Authors: Fei Zhang, Tianfei Zhou, Boyang Li, Hao He, Chaofan Ma, Tianjiao Zhang, Jiangchao Yao, Ya Zhang, Yanfeng Wang

NeurIPS 2023 | Conference PDF | Archive PDF | Plain Text | LLM Run Details

Reproducibility Variable Result LLM Response
Research Type Experimental Experimental results show that our proposed method achieves state-of-the-art performance on several benchmark datasets. The source code is available at https://github.com/Ferenas/PGSeg. 5 Experiments
Researcher Affiliation Academia 1CMIC, Shanghai Jiao Tong University 2Shanghai AI Laboratory 3Beijing Institute of Technology 4National University of Defense Technology 5CUHK
Pseudocode Yes Algorithm 1 Non-learnable Prototypical Regularization (NPR)
Open Source Code Yes The source code is available at https://github.com/Ferenas/PGSeg.
Open Datasets Yes Following [50, 41, 35, 51], we use CC12M [7] and Red Caps [12] as the training sets, and each of them contains 12 million image-text pairs.
Dataset Splits Yes Table 1 shows the performance of these methods on the validation set of PASCAL VOC12, note that all methods here are trained simply with CC12M. Table 3 lists the m Io U of recent state-of-the-art (SOTA) methods on the validation splits of PASCAL VOC12, PASCAL Context, and COCO datasets.

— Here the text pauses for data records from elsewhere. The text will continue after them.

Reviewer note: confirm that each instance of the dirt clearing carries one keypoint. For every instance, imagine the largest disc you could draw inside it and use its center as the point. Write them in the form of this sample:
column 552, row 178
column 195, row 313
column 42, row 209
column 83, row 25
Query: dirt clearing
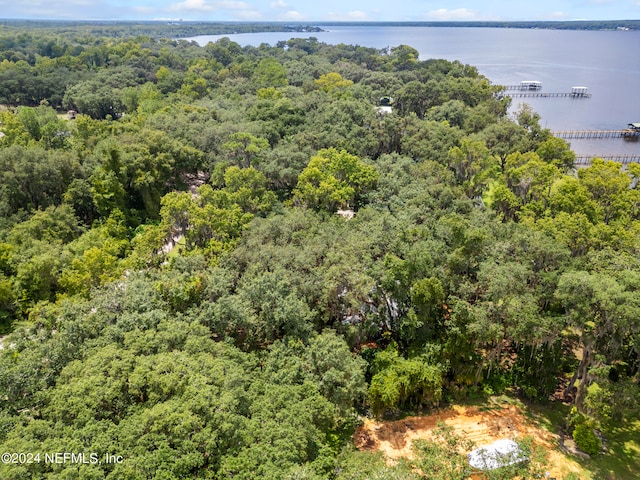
column 481, row 425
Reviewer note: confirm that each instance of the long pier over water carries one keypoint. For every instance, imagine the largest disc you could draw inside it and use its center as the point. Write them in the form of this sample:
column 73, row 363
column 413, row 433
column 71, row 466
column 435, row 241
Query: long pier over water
column 549, row 95
column 627, row 134
column 624, row 159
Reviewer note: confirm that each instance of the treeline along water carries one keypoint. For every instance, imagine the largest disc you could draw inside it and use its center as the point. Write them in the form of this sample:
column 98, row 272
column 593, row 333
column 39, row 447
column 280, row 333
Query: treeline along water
column 608, row 62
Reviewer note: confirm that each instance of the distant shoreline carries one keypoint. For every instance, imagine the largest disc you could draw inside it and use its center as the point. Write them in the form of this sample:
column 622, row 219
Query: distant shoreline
column 182, row 28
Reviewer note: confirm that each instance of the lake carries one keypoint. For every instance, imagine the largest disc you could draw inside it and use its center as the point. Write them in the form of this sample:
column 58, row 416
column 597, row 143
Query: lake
column 607, row 62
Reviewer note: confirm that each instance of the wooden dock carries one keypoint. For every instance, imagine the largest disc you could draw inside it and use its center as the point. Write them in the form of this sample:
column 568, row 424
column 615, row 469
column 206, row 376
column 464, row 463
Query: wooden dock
column 548, row 95
column 568, row 134
column 624, row 159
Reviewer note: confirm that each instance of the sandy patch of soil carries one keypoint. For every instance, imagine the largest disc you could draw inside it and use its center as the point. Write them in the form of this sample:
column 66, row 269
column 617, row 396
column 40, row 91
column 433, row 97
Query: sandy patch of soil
column 479, row 424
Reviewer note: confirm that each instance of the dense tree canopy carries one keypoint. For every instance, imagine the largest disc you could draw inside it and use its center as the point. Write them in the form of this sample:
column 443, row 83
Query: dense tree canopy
column 177, row 287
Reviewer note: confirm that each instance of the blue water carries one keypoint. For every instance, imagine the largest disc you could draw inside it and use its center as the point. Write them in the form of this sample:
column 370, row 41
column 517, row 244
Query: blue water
column 605, row 61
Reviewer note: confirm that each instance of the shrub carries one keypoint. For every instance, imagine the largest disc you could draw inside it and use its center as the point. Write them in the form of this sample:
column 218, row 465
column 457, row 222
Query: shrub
column 586, row 439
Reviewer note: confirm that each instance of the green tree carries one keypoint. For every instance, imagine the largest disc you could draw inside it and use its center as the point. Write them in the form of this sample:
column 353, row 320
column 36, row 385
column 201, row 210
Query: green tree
column 334, row 179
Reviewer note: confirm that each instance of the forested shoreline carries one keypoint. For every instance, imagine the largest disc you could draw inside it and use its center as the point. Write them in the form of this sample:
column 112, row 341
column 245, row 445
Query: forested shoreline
column 214, row 260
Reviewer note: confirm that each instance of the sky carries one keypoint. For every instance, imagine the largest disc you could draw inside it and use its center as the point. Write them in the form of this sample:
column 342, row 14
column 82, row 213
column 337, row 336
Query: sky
column 321, row 10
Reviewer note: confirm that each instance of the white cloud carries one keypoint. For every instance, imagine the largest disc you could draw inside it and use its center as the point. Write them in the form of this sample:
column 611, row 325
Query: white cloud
column 229, row 5
column 556, row 15
column 279, row 4
column 240, row 9
column 192, row 5
column 247, row 14
column 456, row 14
column 293, row 15
column 355, row 15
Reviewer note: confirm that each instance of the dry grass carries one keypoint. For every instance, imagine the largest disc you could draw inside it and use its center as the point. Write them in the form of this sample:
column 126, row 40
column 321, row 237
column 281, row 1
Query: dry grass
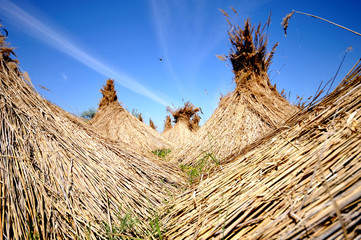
column 185, row 113
column 140, row 118
column 59, row 179
column 109, row 94
column 254, row 108
column 167, row 123
column 300, row 181
column 248, row 54
column 117, row 124
column 195, row 123
column 184, row 126
column 152, row 125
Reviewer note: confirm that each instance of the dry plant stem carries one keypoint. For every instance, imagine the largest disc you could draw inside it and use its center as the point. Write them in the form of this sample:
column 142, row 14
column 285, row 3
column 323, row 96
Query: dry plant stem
column 338, row 25
column 294, row 197
column 334, row 203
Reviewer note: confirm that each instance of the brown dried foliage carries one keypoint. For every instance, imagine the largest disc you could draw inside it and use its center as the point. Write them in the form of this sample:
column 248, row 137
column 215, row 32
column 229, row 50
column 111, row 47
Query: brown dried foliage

Hardware Specification Yes The whole training process is implemented on 4 A100 GPUs, each with 80 GB of memory.
Software Dependencies No The paper mentions using 'Adam [25] optimizer' but does not provide specific version numbers for software dependencies like programming languages or libraries.
Experiment Setup Yes We set the batch size as 4096, and use the cosine learning strategy with an initial learning rate of 1.6e-3. We train the PGSeg for 40 epochs with 5 epochs of linear warm-up. As the generated features are unreliable in early epochs, we set λ = β = 0 at the first 30 epochs. For the selecting threshold ϕ of HRS in NPR, we experimentally set it to 0.1.